CREATE SOURCE: Load generator

CREATE SOURCE connects Materialize to an external system you want to read data from, and provides details about how to decode and interpret that data.

Load generator sources produce synthetic data for use in demos and performance tests.

Syntax

CREATE SOURCE IF NOT EXISTS src_name IN CLUSTER cluster_name FROM LOAD GENERATOR AUCTION CLOCK COUNTER MARKETING TPCH KEY VALUE ( load_generator_option , ) FOR ALL TABLES EXPOSE PROGRESS AS progress_subsource_name with_options

load_generator_option

TICK INTERVAL interval AS OF UP TO tick SCALE FACTOR scale_factor MAX CARDINALITY max_cardinality KEYS keys SNAPSHOT ROUNDS snapshot_rounds TRANSACTIONAL SNAPSHOT transactional_snapshot VALUE SIZE value_size SEED seed PARTITIONS partitions BATCH SIZE batch_size

with_options

WITH ( RETAIN HISTORY = FOR retention_period )
Field Use
src_name The name for the source.
IN CLUSTER cluster_name The cluster to maintain this source.
COUNTER Use the counter load generator.
AUCTION Use the auction load generator.
MARKETING Use the marketing load generator.
TPCH Use the tpch load generator.
IF NOT EXISTS Do nothing (except issuing a notice) if a source with the same name already exists.
TICK INTERVAL The interval at which the next datum should be emitted. Defaults to one second.
AS OF The tick at which to start producing data. Defaults to 0.
UP TO The tick before which to stop producing data. Defaults to infinite.
SCALE FACTOR The scale factor for the TPCH generator. Defaults to 0.01 (~ 10MB).
MAX CARDINALITY Valid for the COUNTER generator. Causes the generator to delete old values to keep the collection at most a given size. Defaults to unlimited.
KEYS Valid for KEY VALUE generator.
SNAPSHOT ROUNDS Valid for KEY VALUE generator.
TRANSACTIONAL SNAPSHOT Valid for KEY VALUE generator.
VALUE SIZE Valid for KEY VALUE generator.
SEED Valid for KEY VALUE generator.
PARTITIONS Valid for KEY VALUE generator.
BATCH SIZE Valid for KEY VALUE generator.
FOR ALL TABLES Creates subsources for all tables in the load generator.
EXPOSE PROGRESS AS progress_subsource_name The name of the progress subsource for the source. If this is not specified, the subsource will be named <src_name>_progress. For more information, see Monitoring source progress.
RETAIN HISTORY FOR
retention_period
Private preview. This option has known performance or stability issues and is under active development. Duration for which Materialize retains historical data, which is useful to implement durable subscriptions. Accepts positive interval values (e.g. '1hr'). Default: 1s.

Description

Materialize has several built-in load generators, which provide a quick way to get up and running with no external dependencies before plugging in your own data sources. If you would like to see an additional load generator, please submit a feature request.

Counter

The counter load generator produces the sequence 1, 2, 3, …. Each tick interval, the next number in the sequence is emitted.

Auction

The auction load generator simulates an auction house, where users are bidding on an ongoing series of auctions. The auction source will be automatically demuxed into multiple subsources when the CREATE SOURCE command is executed. This will create the following subsources:

  • organizations describes the organizations known to the auction house.

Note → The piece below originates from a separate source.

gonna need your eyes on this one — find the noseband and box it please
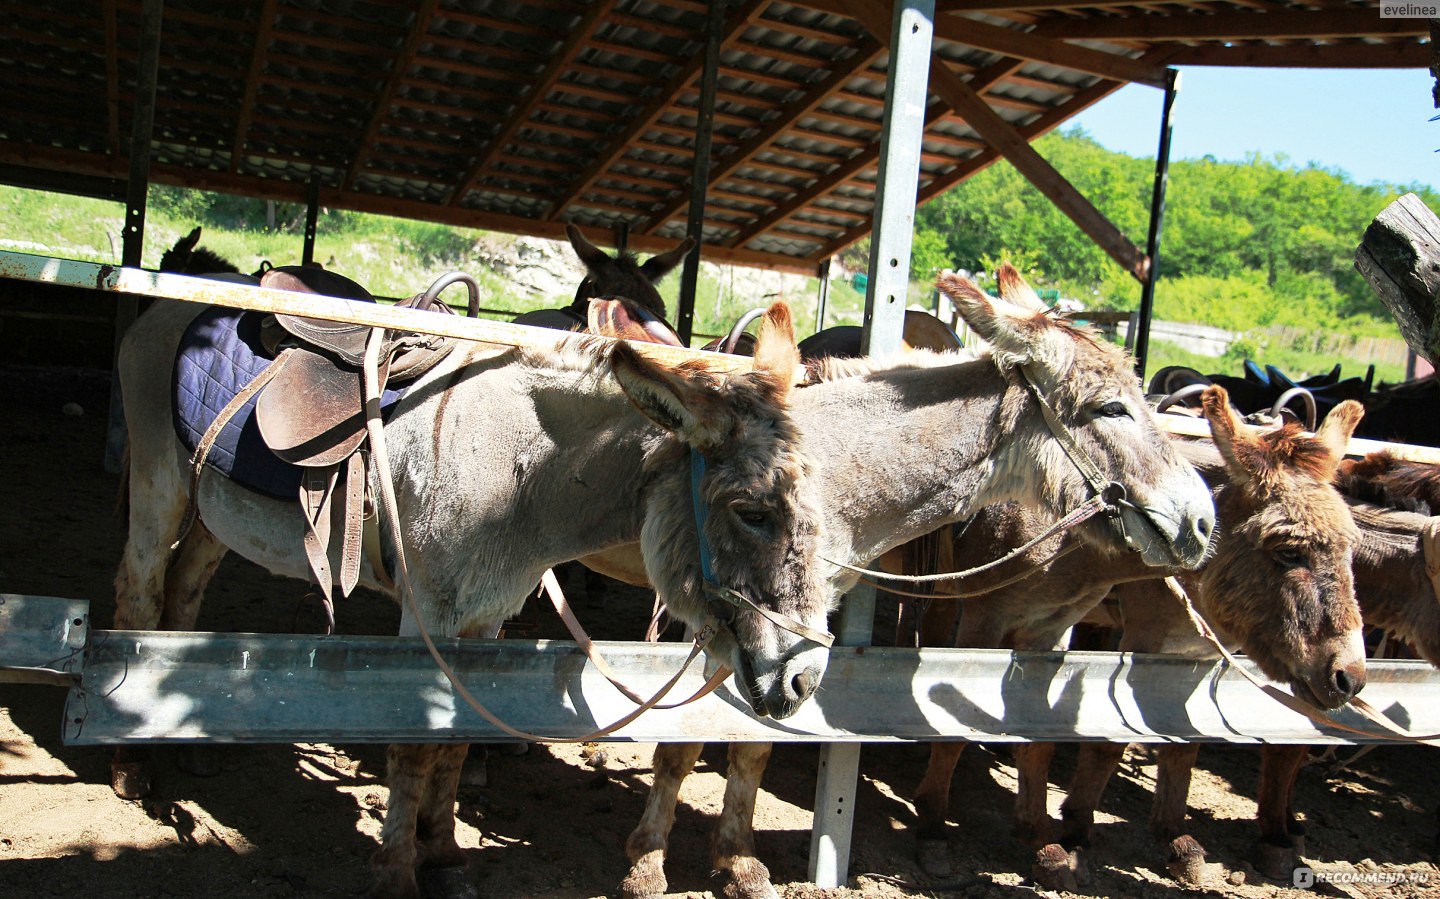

    Field Type Description
    id bigint A unique identifier for the organization.
    name text The organization’s name.
  • users describes the users that belong to each organization.

    Field Type Description
    id bigint A unique identifier for the user.
    org_id bigint The identifier of the organization to which the user belongs. References organizations.id.
    name text The user’s name.
  • accounts describes the account associated with each organization.

    Field Type Description
    id bigint A unique identifier for the account.
    org_id bigint The identifier of the organization to which the account belongs. References organizations.id.
    balance bigint The balance of the account in dollars.
  • auctions describes all past and ongoing auctions.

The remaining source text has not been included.